Memory

Agentend implements a 5-tier context system called the ContextBus. Memory is progressively hydrated — fast, always-available tiers load first, while slower, richer tiers load asynchronously. If Redis or PostgreSQL are unavailable, the system degrades gracefully rather than failing.

5-tier overview

Tier	Backend	Latency	Use Case
Working	In-process dict	<1ms	Current request state, scratchpad values
Session	Redis	1-5ms	Conversation history within a session
Semantic	pgvector	5-50ms	Similarity search over past interactions
Core Blocks	System prompt	0ms	Domain context, capability instructions
Consolidation	Mem0 / Built-in	Async	Long-term memory extraction and archival

Progressive hydration

When a request arrives, the ContextBus hydrates memory in 4 stages. Each stage runs only if the previous one has completed and the backend is available:

Stage 1 — Core blocks + Working memory
Always available, <1ms. Loads system prompt blocks and current request state.
Stage 2 — Session history
Redis-backed, ~10ms. Loads conversation history for the active session.
Stage 3 — Semantic search
pgvector-backed, ~100ms. Finds relevant past interactions via embedding similarity.
Stage 4 — Agent-driven retrieval
The agent can call a retrieve_context tool to pull in additional context on demand.

Working memory

Working memory is an in-process Python dictionary that lives for the duration of the request. It stores scratchpad values, intermediate computation results, and per-request state. There is no network overhead.

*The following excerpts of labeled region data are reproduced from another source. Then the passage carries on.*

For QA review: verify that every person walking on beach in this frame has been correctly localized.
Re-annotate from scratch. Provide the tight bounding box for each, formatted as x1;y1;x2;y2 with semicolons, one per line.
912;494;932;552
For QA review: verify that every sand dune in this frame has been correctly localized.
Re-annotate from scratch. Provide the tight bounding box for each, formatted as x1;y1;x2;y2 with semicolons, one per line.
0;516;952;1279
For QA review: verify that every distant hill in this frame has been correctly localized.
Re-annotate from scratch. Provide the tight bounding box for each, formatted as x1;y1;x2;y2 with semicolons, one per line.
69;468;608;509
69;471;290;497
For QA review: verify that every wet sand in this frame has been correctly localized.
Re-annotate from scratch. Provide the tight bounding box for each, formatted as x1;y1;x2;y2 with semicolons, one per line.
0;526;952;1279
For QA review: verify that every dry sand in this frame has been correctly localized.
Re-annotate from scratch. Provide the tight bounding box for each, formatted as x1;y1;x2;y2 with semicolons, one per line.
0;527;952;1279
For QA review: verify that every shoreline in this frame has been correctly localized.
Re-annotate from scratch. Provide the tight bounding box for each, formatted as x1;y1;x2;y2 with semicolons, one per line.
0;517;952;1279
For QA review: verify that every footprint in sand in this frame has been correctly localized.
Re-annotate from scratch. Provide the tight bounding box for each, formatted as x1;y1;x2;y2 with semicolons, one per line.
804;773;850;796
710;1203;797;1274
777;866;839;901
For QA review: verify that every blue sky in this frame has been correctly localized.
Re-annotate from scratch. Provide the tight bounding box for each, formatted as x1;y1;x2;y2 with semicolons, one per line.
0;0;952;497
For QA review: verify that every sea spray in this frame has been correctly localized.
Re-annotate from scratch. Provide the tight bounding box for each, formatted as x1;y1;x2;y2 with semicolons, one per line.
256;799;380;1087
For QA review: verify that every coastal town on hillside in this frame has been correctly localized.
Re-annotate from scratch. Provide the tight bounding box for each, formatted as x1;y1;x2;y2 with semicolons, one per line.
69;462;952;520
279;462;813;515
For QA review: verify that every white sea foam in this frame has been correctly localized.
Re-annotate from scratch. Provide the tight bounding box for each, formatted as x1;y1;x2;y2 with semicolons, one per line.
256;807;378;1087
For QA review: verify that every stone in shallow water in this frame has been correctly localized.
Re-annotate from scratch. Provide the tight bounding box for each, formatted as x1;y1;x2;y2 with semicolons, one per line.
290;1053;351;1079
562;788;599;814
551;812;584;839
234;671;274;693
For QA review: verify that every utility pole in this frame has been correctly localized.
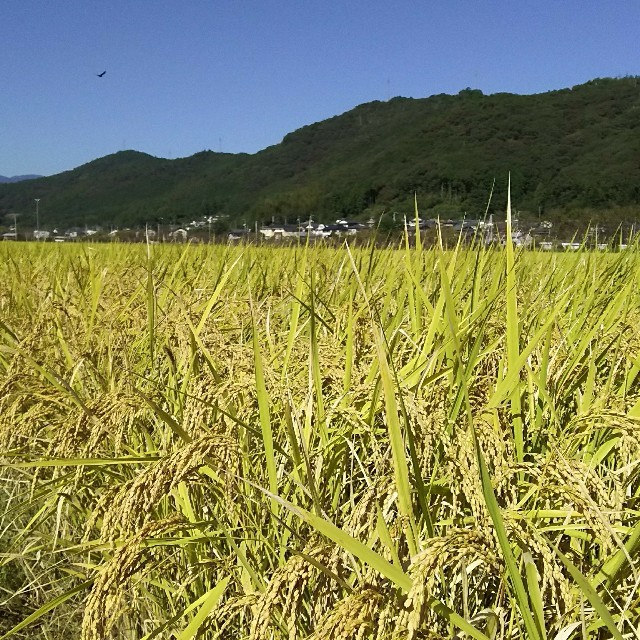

# Working memory is automatically available in capabilities
self.working_memory.set("extracted_total", 1250.00)
total = self.working_memory.get("extracted_total")

Session memory

Session memory persists conversation history in Redis, keyed by session ID. It supports configurable TTL, max size limits, and FIFO eviction. If Redis is unavailable, the system continues with working memory only.

# fleet.yaml
memory:
  session:
    enabled: true
    type: redis
    ttl: 3600        # 1 hour
    max_size_mb: 10
    strategy: fifo

Semantic memory

Semantic memory stores embeddings of past interactions in PostgreSQL with the pgvector extension. When a new request arrives, the ContextBus performs a similarity search to find relevant historical context. Assistant messages are automatically embedded and stored after each interaction.

# fleet.yaml
memory:
  semantic:
    enabled: true
    type: pgvector
    vector_size: 1536
    similarity_threshold: 0.7
    consolidation_schedule: daily

Core blocks

Core blocks are static system prompt fragments that are always included. They come from two sources: the framework (security instructions, output format rules) and the capability (get_domain_context()). Core blocks have zero latency because they are loaded at startup.

Consolidation

The consolidation tier runs asynchronously after request completion. It extracts important facts and patterns from conversations and stores them as long-term memories. Agentend supports two consolidation engines:

•Mem0 — External memory service with managed embeddings and retrieval. Requires a Mem0 API key.
•Built-in engine — Uses the configured LLM to extract and summarize memories. No external dependency.

# fleet.yaml
memory:
  consolidation:
    enabled: true
    schedule: daily
    archive_after_days: 30
    compression_ratio: 0.8

Graceful degradation

The ContextBus is designed to never crash due to a missing backend. If Redis is unreachable, session memory is silently disabled. If PostgreSQL is down, semantic memory is skipped. The agent continues operating with whatever tiers are available — at minimum, working memory and core blocks are always present.